One is young, my age, I recognize him from high school
but I cannot remember his name.
The other is maybe forty or fifty, with a graying moustache.
His eyes are brilliantly blue and remind me of the ocean on a cloudless day at Bodega Bay. He reminds me of my father and before he even speaks,
I want him to hug me, to hold me against his broad chest,
to pat my hair and tell me everything is alright.
His words betray me.
Nothing is all right.
Everything is wrong.
Even in the dream the words are a jumble and nothing makes sense.
I remember he first addresses me Mrs. Culver.
No one calls me that. I never speak to anyone who doesn’t call me Jade.
Ben and I haven’t been married long enough for this new name to take hold firmly.
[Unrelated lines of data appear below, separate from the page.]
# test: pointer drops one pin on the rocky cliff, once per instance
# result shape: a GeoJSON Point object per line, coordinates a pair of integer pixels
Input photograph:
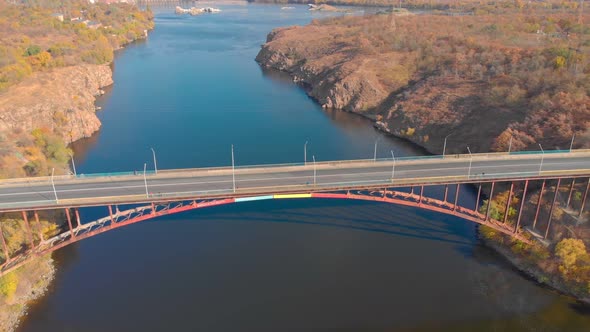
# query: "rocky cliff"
{"type": "Point", "coordinates": [59, 99]}
{"type": "Point", "coordinates": [425, 77]}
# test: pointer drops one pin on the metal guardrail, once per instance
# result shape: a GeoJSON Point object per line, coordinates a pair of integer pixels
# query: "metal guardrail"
{"type": "Point", "coordinates": [297, 187]}
{"type": "Point", "coordinates": [273, 166]}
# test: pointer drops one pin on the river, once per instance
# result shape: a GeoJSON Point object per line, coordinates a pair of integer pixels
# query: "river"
{"type": "Point", "coordinates": [190, 91]}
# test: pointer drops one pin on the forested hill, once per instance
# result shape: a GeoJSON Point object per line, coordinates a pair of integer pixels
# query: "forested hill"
{"type": "Point", "coordinates": [487, 79]}
{"type": "Point", "coordinates": [40, 35]}
{"type": "Point", "coordinates": [448, 6]}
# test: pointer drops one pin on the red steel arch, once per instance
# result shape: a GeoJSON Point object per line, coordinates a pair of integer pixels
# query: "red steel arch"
{"type": "Point", "coordinates": [154, 210]}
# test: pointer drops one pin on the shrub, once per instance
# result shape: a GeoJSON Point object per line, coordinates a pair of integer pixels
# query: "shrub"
{"type": "Point", "coordinates": [8, 285]}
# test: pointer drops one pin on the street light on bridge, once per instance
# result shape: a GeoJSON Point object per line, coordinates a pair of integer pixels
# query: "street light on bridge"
{"type": "Point", "coordinates": [445, 144]}
{"type": "Point", "coordinates": [155, 164]}
{"type": "Point", "coordinates": [73, 164]}
{"type": "Point", "coordinates": [147, 194]}
{"type": "Point", "coordinates": [542, 157]}
{"type": "Point", "coordinates": [233, 168]}
{"type": "Point", "coordinates": [470, 161]}
{"type": "Point", "coordinates": [375, 151]}
{"type": "Point", "coordinates": [392, 167]}
{"type": "Point", "coordinates": [53, 185]}
{"type": "Point", "coordinates": [314, 170]}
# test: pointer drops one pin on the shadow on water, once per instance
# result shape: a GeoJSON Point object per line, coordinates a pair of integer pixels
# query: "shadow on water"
{"type": "Point", "coordinates": [407, 222]}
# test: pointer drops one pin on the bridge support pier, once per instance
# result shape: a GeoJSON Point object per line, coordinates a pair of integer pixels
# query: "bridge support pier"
{"type": "Point", "coordinates": [490, 201]}
{"type": "Point", "coordinates": [552, 207]}
{"type": "Point", "coordinates": [111, 215]}
{"type": "Point", "coordinates": [421, 195]}
{"type": "Point", "coordinates": [70, 222]}
{"type": "Point", "coordinates": [508, 203]}
{"type": "Point", "coordinates": [39, 226]}
{"type": "Point", "coordinates": [456, 197]}
{"type": "Point", "coordinates": [584, 199]}
{"type": "Point", "coordinates": [478, 197]}
{"type": "Point", "coordinates": [28, 229]}
{"type": "Point", "coordinates": [569, 196]}
{"type": "Point", "coordinates": [522, 200]}
{"type": "Point", "coordinates": [77, 212]}
{"type": "Point", "coordinates": [4, 246]}
{"type": "Point", "coordinates": [539, 204]}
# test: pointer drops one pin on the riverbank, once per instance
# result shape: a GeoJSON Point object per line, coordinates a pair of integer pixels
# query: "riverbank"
{"type": "Point", "coordinates": [463, 79]}
{"type": "Point", "coordinates": [426, 78]}
{"type": "Point", "coordinates": [533, 271]}
{"type": "Point", "coordinates": [21, 287]}
{"type": "Point", "coordinates": [53, 68]}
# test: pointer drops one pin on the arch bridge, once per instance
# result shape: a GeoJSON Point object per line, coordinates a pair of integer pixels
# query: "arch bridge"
{"type": "Point", "coordinates": [400, 181]}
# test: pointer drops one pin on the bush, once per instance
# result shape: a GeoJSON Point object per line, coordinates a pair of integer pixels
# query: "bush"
{"type": "Point", "coordinates": [8, 285]}
{"type": "Point", "coordinates": [32, 50]}
{"type": "Point", "coordinates": [569, 252]}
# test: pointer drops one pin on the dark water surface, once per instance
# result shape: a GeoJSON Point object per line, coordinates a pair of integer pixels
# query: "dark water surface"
{"type": "Point", "coordinates": [190, 91]}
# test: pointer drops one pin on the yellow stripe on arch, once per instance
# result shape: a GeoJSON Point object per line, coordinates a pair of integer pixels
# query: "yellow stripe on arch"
{"type": "Point", "coordinates": [291, 196]}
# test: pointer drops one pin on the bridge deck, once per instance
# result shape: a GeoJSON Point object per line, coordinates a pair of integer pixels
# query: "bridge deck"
{"type": "Point", "coordinates": [205, 183]}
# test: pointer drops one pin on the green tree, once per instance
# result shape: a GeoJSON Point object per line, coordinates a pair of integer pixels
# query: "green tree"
{"type": "Point", "coordinates": [569, 252]}
{"type": "Point", "coordinates": [32, 50]}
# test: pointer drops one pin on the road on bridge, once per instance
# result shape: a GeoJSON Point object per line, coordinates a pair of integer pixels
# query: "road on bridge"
{"type": "Point", "coordinates": [27, 193]}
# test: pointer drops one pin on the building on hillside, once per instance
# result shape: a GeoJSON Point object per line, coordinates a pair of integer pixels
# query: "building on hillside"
{"type": "Point", "coordinates": [92, 24]}
{"type": "Point", "coordinates": [58, 16]}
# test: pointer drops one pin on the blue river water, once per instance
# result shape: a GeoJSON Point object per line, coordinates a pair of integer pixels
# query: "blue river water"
{"type": "Point", "coordinates": [190, 91]}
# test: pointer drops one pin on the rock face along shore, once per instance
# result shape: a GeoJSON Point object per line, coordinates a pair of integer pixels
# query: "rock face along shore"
{"type": "Point", "coordinates": [427, 78]}
{"type": "Point", "coordinates": [423, 77]}
{"type": "Point", "coordinates": [60, 98]}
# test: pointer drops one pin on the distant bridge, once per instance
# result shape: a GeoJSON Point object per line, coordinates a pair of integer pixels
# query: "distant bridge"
{"type": "Point", "coordinates": [398, 181]}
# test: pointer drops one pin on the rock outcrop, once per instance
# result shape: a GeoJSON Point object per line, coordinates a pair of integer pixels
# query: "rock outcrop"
{"type": "Point", "coordinates": [61, 98]}
{"type": "Point", "coordinates": [418, 87]}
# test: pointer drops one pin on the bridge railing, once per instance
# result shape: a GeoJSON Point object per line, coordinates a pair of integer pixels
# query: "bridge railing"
{"type": "Point", "coordinates": [299, 186]}
{"type": "Point", "coordinates": [479, 156]}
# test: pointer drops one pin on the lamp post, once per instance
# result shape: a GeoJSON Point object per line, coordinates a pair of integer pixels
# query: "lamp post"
{"type": "Point", "coordinates": [445, 144]}
{"type": "Point", "coordinates": [53, 185]}
{"type": "Point", "coordinates": [233, 167]}
{"type": "Point", "coordinates": [314, 170]}
{"type": "Point", "coordinates": [470, 161]}
{"type": "Point", "coordinates": [155, 164]}
{"type": "Point", "coordinates": [375, 151]}
{"type": "Point", "coordinates": [542, 157]}
{"type": "Point", "coordinates": [392, 167]}
{"type": "Point", "coordinates": [73, 164]}
{"type": "Point", "coordinates": [147, 194]}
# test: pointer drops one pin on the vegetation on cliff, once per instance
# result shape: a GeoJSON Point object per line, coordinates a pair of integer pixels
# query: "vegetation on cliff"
{"type": "Point", "coordinates": [485, 78]}
{"type": "Point", "coordinates": [445, 6]}
{"type": "Point", "coordinates": [37, 40]}
{"type": "Point", "coordinates": [40, 35]}
{"type": "Point", "coordinates": [563, 262]}
{"type": "Point", "coordinates": [510, 72]}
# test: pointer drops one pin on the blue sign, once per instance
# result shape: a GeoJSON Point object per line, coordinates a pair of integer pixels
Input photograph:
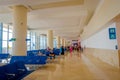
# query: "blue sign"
{"type": "Point", "coordinates": [28, 39]}
{"type": "Point", "coordinates": [112, 33]}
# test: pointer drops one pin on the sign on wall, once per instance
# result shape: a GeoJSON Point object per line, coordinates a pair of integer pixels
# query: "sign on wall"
{"type": "Point", "coordinates": [112, 33]}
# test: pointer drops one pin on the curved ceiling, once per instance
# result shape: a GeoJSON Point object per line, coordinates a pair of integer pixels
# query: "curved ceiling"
{"type": "Point", "coordinates": [66, 18]}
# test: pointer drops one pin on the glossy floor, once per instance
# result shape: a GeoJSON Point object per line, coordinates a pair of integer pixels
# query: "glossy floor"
{"type": "Point", "coordinates": [75, 67]}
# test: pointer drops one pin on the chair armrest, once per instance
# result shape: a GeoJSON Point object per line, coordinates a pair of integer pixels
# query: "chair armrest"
{"type": "Point", "coordinates": [10, 74]}
{"type": "Point", "coordinates": [21, 69]}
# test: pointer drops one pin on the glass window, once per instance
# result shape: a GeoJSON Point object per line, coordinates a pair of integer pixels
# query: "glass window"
{"type": "Point", "coordinates": [10, 36]}
{"type": "Point", "coordinates": [5, 35]}
{"type": "Point", "coordinates": [4, 46]}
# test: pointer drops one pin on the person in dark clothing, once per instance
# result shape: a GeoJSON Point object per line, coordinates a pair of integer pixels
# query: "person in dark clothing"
{"type": "Point", "coordinates": [62, 50]}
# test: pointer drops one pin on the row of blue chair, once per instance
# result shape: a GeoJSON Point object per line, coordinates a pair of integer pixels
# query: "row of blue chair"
{"type": "Point", "coordinates": [43, 51]}
{"type": "Point", "coordinates": [13, 71]}
{"type": "Point", "coordinates": [4, 56]}
{"type": "Point", "coordinates": [41, 60]}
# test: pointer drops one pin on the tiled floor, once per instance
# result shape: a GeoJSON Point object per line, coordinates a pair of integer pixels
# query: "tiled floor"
{"type": "Point", "coordinates": [75, 67]}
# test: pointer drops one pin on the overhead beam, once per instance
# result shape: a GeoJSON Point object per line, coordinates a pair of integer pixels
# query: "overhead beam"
{"type": "Point", "coordinates": [57, 4]}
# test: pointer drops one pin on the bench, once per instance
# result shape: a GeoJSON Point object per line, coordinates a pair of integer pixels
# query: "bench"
{"type": "Point", "coordinates": [13, 71]}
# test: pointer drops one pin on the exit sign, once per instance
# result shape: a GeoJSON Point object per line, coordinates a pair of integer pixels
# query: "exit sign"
{"type": "Point", "coordinates": [112, 33]}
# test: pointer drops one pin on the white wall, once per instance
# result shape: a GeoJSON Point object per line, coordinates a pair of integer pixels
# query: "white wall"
{"type": "Point", "coordinates": [101, 40]}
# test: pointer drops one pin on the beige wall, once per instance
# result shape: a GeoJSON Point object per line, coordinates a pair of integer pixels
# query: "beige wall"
{"type": "Point", "coordinates": [107, 11]}
{"type": "Point", "coordinates": [108, 56]}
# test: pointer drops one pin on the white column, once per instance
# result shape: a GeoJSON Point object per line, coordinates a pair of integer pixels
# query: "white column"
{"type": "Point", "coordinates": [19, 30]}
{"type": "Point", "coordinates": [62, 42]}
{"type": "Point", "coordinates": [50, 39]}
{"type": "Point", "coordinates": [37, 40]}
{"type": "Point", "coordinates": [58, 41]}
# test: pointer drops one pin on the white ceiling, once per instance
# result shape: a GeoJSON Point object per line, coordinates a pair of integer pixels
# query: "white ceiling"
{"type": "Point", "coordinates": [66, 20]}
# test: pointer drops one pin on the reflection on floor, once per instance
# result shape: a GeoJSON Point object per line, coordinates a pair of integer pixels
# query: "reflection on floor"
{"type": "Point", "coordinates": [75, 67]}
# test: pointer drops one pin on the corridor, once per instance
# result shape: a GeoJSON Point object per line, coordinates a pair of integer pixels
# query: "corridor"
{"type": "Point", "coordinates": [75, 67]}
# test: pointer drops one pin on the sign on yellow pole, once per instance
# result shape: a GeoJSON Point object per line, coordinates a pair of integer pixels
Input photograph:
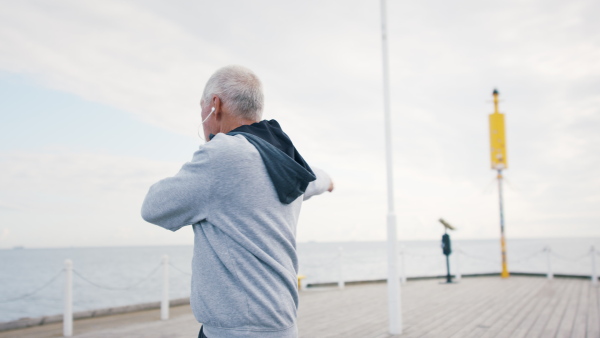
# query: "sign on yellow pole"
{"type": "Point", "coordinates": [497, 137]}
{"type": "Point", "coordinates": [498, 149]}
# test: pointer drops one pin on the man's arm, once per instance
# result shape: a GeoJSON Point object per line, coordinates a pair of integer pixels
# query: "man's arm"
{"type": "Point", "coordinates": [182, 199]}
{"type": "Point", "coordinates": [320, 185]}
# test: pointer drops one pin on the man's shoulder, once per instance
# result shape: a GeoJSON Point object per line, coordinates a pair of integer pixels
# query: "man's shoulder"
{"type": "Point", "coordinates": [227, 147]}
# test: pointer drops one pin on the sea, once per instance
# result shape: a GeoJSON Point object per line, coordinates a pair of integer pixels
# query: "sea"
{"type": "Point", "coordinates": [32, 280]}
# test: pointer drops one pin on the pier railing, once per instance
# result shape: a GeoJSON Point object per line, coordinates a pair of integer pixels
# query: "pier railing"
{"type": "Point", "coordinates": [336, 262]}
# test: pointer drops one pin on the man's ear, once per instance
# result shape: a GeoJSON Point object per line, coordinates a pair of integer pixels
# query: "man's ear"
{"type": "Point", "coordinates": [216, 101]}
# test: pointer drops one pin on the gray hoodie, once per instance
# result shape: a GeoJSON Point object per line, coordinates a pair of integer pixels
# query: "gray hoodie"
{"type": "Point", "coordinates": [244, 270]}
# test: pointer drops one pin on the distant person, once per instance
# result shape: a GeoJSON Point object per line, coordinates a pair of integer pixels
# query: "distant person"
{"type": "Point", "coordinates": [242, 193]}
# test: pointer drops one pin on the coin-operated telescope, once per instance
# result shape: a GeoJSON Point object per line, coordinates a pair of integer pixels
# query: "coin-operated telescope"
{"type": "Point", "coordinates": [447, 247]}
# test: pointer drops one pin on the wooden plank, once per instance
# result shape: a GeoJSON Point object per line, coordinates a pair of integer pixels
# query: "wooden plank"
{"type": "Point", "coordinates": [461, 320]}
{"type": "Point", "coordinates": [506, 321]}
{"type": "Point", "coordinates": [549, 319]}
{"type": "Point", "coordinates": [462, 299]}
{"type": "Point", "coordinates": [566, 323]}
{"type": "Point", "coordinates": [577, 329]}
{"type": "Point", "coordinates": [562, 307]}
{"type": "Point", "coordinates": [544, 297]}
{"type": "Point", "coordinates": [593, 317]}
{"type": "Point", "coordinates": [483, 322]}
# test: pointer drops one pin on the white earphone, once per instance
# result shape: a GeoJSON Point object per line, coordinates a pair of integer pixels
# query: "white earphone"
{"type": "Point", "coordinates": [212, 110]}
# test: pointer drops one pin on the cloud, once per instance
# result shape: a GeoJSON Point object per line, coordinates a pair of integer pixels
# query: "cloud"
{"type": "Point", "coordinates": [323, 82]}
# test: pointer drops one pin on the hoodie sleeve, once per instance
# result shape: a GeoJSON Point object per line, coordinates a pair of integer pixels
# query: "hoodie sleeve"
{"type": "Point", "coordinates": [182, 199]}
{"type": "Point", "coordinates": [318, 186]}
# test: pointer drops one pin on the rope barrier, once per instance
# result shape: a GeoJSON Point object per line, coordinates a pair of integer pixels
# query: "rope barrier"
{"type": "Point", "coordinates": [34, 291]}
{"type": "Point", "coordinates": [572, 259]}
{"type": "Point", "coordinates": [118, 288]}
{"type": "Point", "coordinates": [522, 259]}
{"type": "Point", "coordinates": [178, 269]}
{"type": "Point", "coordinates": [422, 255]}
{"type": "Point", "coordinates": [320, 264]}
{"type": "Point", "coordinates": [480, 258]}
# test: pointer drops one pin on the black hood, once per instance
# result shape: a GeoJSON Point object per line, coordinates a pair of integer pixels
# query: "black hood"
{"type": "Point", "coordinates": [287, 169]}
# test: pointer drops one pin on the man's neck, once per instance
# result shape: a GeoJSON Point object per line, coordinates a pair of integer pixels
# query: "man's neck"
{"type": "Point", "coordinates": [233, 123]}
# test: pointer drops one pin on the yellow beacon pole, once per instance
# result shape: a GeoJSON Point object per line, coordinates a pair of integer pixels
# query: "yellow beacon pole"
{"type": "Point", "coordinates": [499, 162]}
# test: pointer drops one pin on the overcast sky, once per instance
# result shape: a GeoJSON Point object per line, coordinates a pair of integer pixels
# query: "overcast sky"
{"type": "Point", "coordinates": [98, 100]}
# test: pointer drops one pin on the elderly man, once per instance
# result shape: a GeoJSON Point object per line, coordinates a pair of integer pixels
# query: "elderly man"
{"type": "Point", "coordinates": [242, 193]}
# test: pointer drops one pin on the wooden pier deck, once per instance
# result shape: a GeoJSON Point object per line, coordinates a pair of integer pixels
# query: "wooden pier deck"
{"type": "Point", "coordinates": [475, 307]}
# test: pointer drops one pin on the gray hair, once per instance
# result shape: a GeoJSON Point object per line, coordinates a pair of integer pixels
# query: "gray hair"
{"type": "Point", "coordinates": [239, 89]}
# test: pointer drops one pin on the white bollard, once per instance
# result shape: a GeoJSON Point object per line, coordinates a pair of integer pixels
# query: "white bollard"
{"type": "Point", "coordinates": [341, 283]}
{"type": "Point", "coordinates": [457, 261]}
{"type": "Point", "coordinates": [594, 271]}
{"type": "Point", "coordinates": [402, 266]}
{"type": "Point", "coordinates": [549, 275]}
{"type": "Point", "coordinates": [164, 304]}
{"type": "Point", "coordinates": [68, 311]}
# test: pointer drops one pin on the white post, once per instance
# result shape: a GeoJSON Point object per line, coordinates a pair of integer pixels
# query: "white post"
{"type": "Point", "coordinates": [457, 261]}
{"type": "Point", "coordinates": [549, 275]}
{"type": "Point", "coordinates": [341, 283]}
{"type": "Point", "coordinates": [594, 271]}
{"type": "Point", "coordinates": [402, 266]}
{"type": "Point", "coordinates": [68, 311]}
{"type": "Point", "coordinates": [393, 282]}
{"type": "Point", "coordinates": [164, 304]}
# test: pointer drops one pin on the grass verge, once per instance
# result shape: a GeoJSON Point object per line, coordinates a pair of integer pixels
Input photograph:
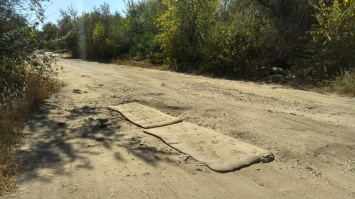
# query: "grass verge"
{"type": "Point", "coordinates": [15, 107]}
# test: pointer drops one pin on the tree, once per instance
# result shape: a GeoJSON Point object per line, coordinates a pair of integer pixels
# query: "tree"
{"type": "Point", "coordinates": [184, 26]}
{"type": "Point", "coordinates": [142, 29]}
{"type": "Point", "coordinates": [333, 38]}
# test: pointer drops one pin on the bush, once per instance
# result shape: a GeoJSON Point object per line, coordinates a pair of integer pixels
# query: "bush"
{"type": "Point", "coordinates": [345, 83]}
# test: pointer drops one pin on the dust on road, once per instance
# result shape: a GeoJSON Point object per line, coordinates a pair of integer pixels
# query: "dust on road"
{"type": "Point", "coordinates": [76, 148]}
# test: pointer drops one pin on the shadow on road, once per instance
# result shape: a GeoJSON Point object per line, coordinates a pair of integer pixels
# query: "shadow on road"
{"type": "Point", "coordinates": [56, 138]}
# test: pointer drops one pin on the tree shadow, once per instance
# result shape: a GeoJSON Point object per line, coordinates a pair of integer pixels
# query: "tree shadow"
{"type": "Point", "coordinates": [58, 138]}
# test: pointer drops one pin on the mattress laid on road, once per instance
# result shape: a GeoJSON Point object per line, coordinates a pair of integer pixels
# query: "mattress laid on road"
{"type": "Point", "coordinates": [219, 152]}
{"type": "Point", "coordinates": [144, 116]}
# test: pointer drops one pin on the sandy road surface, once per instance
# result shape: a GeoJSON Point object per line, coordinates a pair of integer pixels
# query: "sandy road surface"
{"type": "Point", "coordinates": [76, 148]}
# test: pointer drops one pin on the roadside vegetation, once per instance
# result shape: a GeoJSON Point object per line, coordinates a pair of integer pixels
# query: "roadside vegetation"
{"type": "Point", "coordinates": [26, 78]}
{"type": "Point", "coordinates": [304, 43]}
{"type": "Point", "coordinates": [307, 43]}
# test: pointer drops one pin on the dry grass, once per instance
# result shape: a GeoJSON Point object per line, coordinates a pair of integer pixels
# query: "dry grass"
{"type": "Point", "coordinates": [15, 106]}
{"type": "Point", "coordinates": [345, 83]}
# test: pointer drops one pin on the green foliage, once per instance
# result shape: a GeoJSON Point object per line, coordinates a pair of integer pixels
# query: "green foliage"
{"type": "Point", "coordinates": [185, 26]}
{"type": "Point", "coordinates": [225, 37]}
{"type": "Point", "coordinates": [333, 38]}
{"type": "Point", "coordinates": [24, 76]}
{"type": "Point", "coordinates": [142, 29]}
{"type": "Point", "coordinates": [345, 83]}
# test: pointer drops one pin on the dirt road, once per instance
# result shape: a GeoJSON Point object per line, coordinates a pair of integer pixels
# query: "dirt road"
{"type": "Point", "coordinates": [76, 148]}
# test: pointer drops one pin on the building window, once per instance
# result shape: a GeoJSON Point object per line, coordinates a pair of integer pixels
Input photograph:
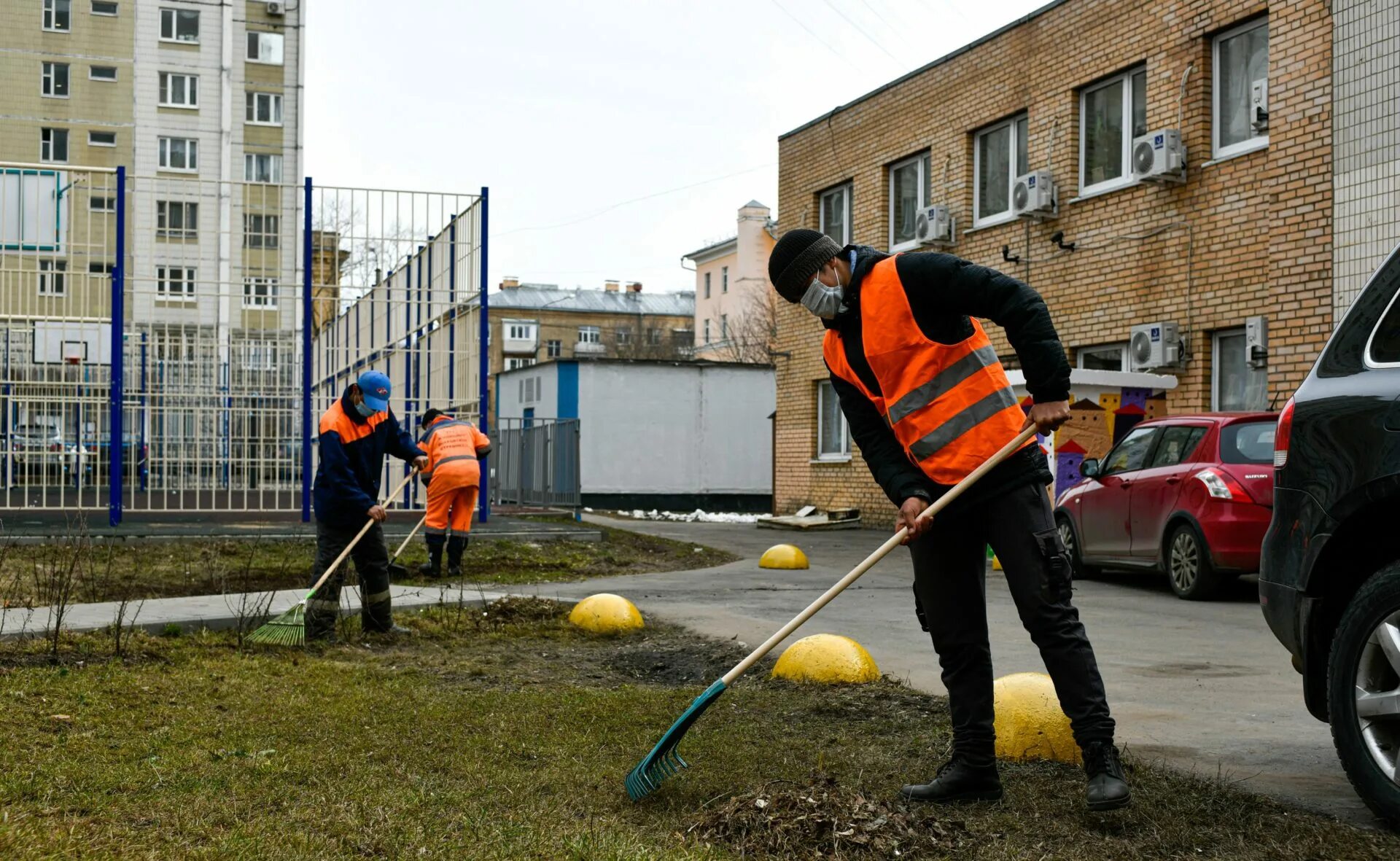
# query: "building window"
{"type": "Point", "coordinates": [1112, 114]}
{"type": "Point", "coordinates": [908, 193]}
{"type": "Point", "coordinates": [179, 90]}
{"type": "Point", "coordinates": [836, 214]}
{"type": "Point", "coordinates": [53, 80]}
{"type": "Point", "coordinates": [175, 283]}
{"type": "Point", "coordinates": [265, 48]}
{"type": "Point", "coordinates": [1241, 63]}
{"type": "Point", "coordinates": [176, 220]}
{"type": "Point", "coordinates": [1235, 384]}
{"type": "Point", "coordinates": [58, 16]}
{"type": "Point", "coordinates": [260, 293]}
{"type": "Point", "coordinates": [52, 279]}
{"type": "Point", "coordinates": [833, 440]}
{"type": "Point", "coordinates": [263, 109]}
{"type": "Point", "coordinates": [261, 231]}
{"type": "Point", "coordinates": [1108, 357]}
{"type": "Point", "coordinates": [178, 155]}
{"type": "Point", "coordinates": [179, 26]}
{"type": "Point", "coordinates": [260, 167]}
{"type": "Point", "coordinates": [998, 157]}
{"type": "Point", "coordinates": [53, 144]}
But the officer uses my real name too, so I know he means me, and he knows who I am, and it is no mistake:
Jade, Jade, terrible news,
sorry, accident, Petaluma,
lumber truck, hospital, didn’t make it, tried,
sorry, head wounds, trauma, accident,
101, south, fatal, terrible, come, family, notify,
sorry…
He speaks on and on but nothing is registering anymore.
I am trying to listen but something has changed inside my ears
and I can feel a shift in my brain.
It is the strangest sensation.
I am trying to stay focused, to listen,
to figure out exactly what this man is telling me,
but everything inside me feels like it is falling,
sliding down an enormously steep slope,
avalanching.
The part of me that thinks
is being buried.
My body is
a lunatic wind
and this is the part I remember best but can describe least.
A dark fog enters, immense and dangerous,
twisting all around and through me,
prickling with some devilish fear.
It is inside my head and body, but also in my cottage,
in the faces of the sheriffs, and in their car.
It is around me and it is grasping at me from every angle,
like little knife-pricks and it feels like murder.
So this is what it feels like to die.